Theorem 2.14 in Rudin's RCA: What is meant by "(a) forces (b)"?

Question

Theorem 2.14 is the Riesz Representation Theorem(about functionals on $C_c(X)$):

Theorem 2.14. Let $X$ be a locally compact Hausdorff space, and let $\Lambda$ be a linear functional on $C_c(X)$. Then there exists a $\sigma$-algebra $\mathfrak M$ in $X$ which contains all Borel sets in $X$, and there exists a unique positive mesaure $\mu$ on $\mathfrak M$ which represents $\Lambda$ in the sense that
(a) $\Lambda f = \int_X fd\mu$ for every $f \in C_c(X)$,
and which has the following additional properties:
(b) $\mu(K)<\infty$ for every compact set $K\subset X$.
(......the left omitted)

And a few lines later the author writes:

$$ \mu_1(K) = \int_X\chi_K\,d\mu_1 \le \int_X f\,d\mu_1 = \Lambda f = \int_X f\,d\mu_2 \le \int_X \chi_V\,d\mu_2 = \mu_2(V) < \mu_2(K) + \epsilon. $$ Incidentally, the above computation shows that (a) forces (b).

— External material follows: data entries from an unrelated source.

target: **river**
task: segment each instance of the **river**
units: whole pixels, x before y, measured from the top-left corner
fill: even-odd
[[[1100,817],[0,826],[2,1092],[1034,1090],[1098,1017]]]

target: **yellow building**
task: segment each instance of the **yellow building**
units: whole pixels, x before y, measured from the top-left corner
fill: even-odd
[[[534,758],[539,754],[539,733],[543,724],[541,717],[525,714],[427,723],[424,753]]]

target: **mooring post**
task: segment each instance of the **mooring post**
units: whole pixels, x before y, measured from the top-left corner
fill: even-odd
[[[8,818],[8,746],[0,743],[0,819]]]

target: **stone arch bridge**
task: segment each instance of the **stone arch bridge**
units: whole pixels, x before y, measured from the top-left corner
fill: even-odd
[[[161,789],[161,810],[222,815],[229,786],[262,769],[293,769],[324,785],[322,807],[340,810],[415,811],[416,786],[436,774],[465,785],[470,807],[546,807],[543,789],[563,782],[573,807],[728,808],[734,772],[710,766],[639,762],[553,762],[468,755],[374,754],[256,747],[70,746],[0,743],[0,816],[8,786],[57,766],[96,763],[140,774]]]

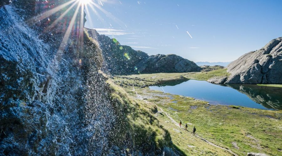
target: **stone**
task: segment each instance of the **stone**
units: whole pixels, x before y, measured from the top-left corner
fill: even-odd
[[[227,67],[225,83],[282,83],[282,37],[240,57]]]
[[[247,154],[248,156],[268,156],[265,154],[261,153],[254,153],[253,152],[248,153]]]
[[[129,46],[120,45],[116,40],[100,35],[95,29],[85,29],[99,43],[105,60],[103,71],[110,74],[187,72],[201,69],[193,62],[179,56],[159,54],[149,56]]]

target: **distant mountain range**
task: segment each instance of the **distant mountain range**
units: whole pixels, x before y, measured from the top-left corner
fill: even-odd
[[[216,65],[218,65],[226,67],[228,65],[228,64],[231,63],[232,62],[196,62],[197,65],[199,66],[201,66],[204,65],[207,66],[213,66]]]

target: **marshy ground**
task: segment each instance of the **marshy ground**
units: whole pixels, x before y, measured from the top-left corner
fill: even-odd
[[[170,133],[174,144],[188,155],[233,155],[228,150],[239,155],[248,152],[282,155],[282,111],[211,105],[148,87],[172,80],[206,80],[228,74],[225,69],[220,69],[207,72],[117,76],[112,80],[137,100],[157,106],[158,112],[154,116]],[[183,126],[188,123],[188,131],[175,125],[167,114],[176,122],[182,120]],[[191,133],[194,126],[200,137]]]

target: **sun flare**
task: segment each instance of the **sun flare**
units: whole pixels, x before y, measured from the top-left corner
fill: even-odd
[[[79,2],[81,4],[89,4],[91,2],[91,0],[79,0]]]

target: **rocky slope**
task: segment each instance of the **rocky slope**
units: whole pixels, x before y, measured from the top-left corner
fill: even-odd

"(a) forces (b)" is the problem. How this is possible? The author has just used (b) to show the above inequality, and says that (a) implies (b) by the above computation. I need explanation about this.

Answer 1

If we know $\Lambda f = \int_X fd\mu$ for some $\mu$, then if $K$ is compact we can find some function $g$ that is $1$ on $K$ and compactly supported on $X$ and then this integral is at least $\mu(K)$ and must also be finite, as $\Lambda(f)$ is. So $\mu$ is then always be finite on compact sets. So for $(a)$ to hold at all, $(b)$ must be satisfied for the $\mu$ we want. I think that's all he's saying.

Answer 2

Let $K$ be compact there exists an open set $V\supset K$ and by Ursoyhn's lemma there exists an $f$ such that $K \prec f \prec V $ so that $0\leq f \leq 1$ and $f(X)\subset[0,1]\subset[0,\infty)$ which implies $\Lambda f\in [0,\infty)$ because $\Lambda$ is a positive linear functional so $\Lambda f$ is finite then since $\chi_K \leq f \leq \chi_V$ (by Ursoyhn's lemma) we have;

$$\begin{aligned} \mu(K)& =\int_X \chi_K d\mu \\& \leq \int_X f d\mu \\&= \Lambda f \\&< \infty \end{aligned}$$

so $\mu(K)$ is finite.